Oh! So it wasn't a lie because you were just joking! Okay, sure. All too necessary on a near eastern blog to claim some lie about abusive treatment by Americans.... After all, they're NEVER cruel to people in most of the near east. The FBI wasn't in the business of ejecting people from airports in the 1970s either, by the way.

Marie Claude on :

how comes you're interested by my comment on a ME blog and was obviously addressed to an American that obviously the clever professor couldn't understand the context, but only the person to whom I made the remarck, and some persons on this ME blog who assisted to our dialogue ! are you also becoming the gossips of the net ?

Marie Claude on :

Context: The ME blogger was telling the difficulties he had for getting his visa for the US, Some usual commenters told their experience and or their opinion my intervention: "I know that I will never get a visa, cuz someone reported after me to the FBI :lol: dont care Im goin to Russia ! the american response: "Frenchies need a visa to visit the US? Wow, things sure are changing! I guess we finally figured out who the real enemies are " :lol: my further response: "C. dya remember ? you reported me some times ago :lol: got to think that you wanted to kill me if you could ! C. reply: "I reported you for making a credible death threat against me, MC. Maybe its considered OK in France to tell people youre going to hire somebody to kill them, but I didnt find it all funny" my further reply: "uh C., I think that you misinterpreted my broken english Cant be sure that you really reported me, since I never heard of it, and that, apparently, I can go anywhere on the net without being stalked" So where is the lie that that you pretend there is ? the whole thing passed above your head !

Pat Patterson on :

Where's the link? When I noted your remark it was all by itself. And since when is the Sudan in the Middle East?

Marie Claude on :

you have it since you commented on the same topic definitly you're palying the donkey's part ! Sudan isn't in ME, but all the people that interven on this Sudaner blogger's place were also intervening on a very ME blog, that you probably knew too since its owner was among your facebook friends

Pat Patterson on :

Did you even check if you could get a visa or simply blather on with some anti-American digression.
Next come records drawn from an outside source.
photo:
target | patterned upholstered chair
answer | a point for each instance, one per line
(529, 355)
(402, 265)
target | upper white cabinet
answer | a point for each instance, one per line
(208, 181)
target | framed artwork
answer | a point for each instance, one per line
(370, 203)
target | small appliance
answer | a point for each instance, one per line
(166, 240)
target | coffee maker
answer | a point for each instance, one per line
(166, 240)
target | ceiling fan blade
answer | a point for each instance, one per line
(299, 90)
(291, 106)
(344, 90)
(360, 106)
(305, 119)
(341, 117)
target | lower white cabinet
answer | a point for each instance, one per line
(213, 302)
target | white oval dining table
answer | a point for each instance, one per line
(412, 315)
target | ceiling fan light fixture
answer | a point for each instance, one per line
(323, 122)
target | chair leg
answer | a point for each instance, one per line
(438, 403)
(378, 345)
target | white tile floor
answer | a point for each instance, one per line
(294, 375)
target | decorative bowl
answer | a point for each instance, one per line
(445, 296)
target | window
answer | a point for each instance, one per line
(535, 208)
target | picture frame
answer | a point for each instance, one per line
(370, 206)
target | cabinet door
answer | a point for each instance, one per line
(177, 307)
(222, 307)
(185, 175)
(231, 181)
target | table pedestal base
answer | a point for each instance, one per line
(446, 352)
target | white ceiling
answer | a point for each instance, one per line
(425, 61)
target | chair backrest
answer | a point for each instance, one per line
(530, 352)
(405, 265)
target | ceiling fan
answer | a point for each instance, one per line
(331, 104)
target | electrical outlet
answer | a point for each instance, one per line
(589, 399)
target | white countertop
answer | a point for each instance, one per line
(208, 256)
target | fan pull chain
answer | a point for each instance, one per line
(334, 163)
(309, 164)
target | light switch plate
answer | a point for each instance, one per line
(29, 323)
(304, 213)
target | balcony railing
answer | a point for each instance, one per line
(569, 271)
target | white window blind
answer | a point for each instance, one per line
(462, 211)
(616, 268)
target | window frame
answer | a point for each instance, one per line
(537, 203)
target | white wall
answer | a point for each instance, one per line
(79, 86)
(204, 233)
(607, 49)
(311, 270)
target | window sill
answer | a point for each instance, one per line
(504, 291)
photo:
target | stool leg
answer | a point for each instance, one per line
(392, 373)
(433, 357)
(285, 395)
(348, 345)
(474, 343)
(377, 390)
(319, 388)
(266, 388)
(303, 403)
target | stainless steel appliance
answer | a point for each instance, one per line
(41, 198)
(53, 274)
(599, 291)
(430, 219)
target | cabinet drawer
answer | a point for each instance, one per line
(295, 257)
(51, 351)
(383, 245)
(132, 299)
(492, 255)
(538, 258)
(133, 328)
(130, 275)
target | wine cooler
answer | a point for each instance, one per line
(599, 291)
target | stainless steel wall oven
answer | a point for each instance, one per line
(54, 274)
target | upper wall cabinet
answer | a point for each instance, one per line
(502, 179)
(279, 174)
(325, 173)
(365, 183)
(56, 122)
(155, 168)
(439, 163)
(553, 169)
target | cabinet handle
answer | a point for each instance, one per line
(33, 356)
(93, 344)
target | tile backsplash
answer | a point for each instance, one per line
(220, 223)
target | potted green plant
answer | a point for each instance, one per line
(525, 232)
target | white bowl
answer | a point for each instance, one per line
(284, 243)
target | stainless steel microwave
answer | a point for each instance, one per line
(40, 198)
Craig reported you for making what he felt was a credible death threat. Saying you'll hire someone is hardly likely to make him a friend which he denies. http://www.sudanesethinker.com/2010/04/08/two-months-and-still-no-us-visa/comment-page-1/#comment-55539 BTW, what other sites were you referring to rather than rely on a feeble memory?

Pat Patterson on :

After rereading that thread again only one person mentioned the ME and that was in reference to a Fulbright Scholar from Iraq having difficulties getting her visa. That's it no one else!

Marie Claude on :

Paterson, you're trying to win a windy argument, by childish means, I think you have a psycho problem, and you can prance as much you can, to look soooooooooooo intelligent, you're just a windy wimp

Pat Patterson on :

I think that any dispassionate reading of this thread might just surprise as to who has attempted both to remain civil and provide verifiable sources.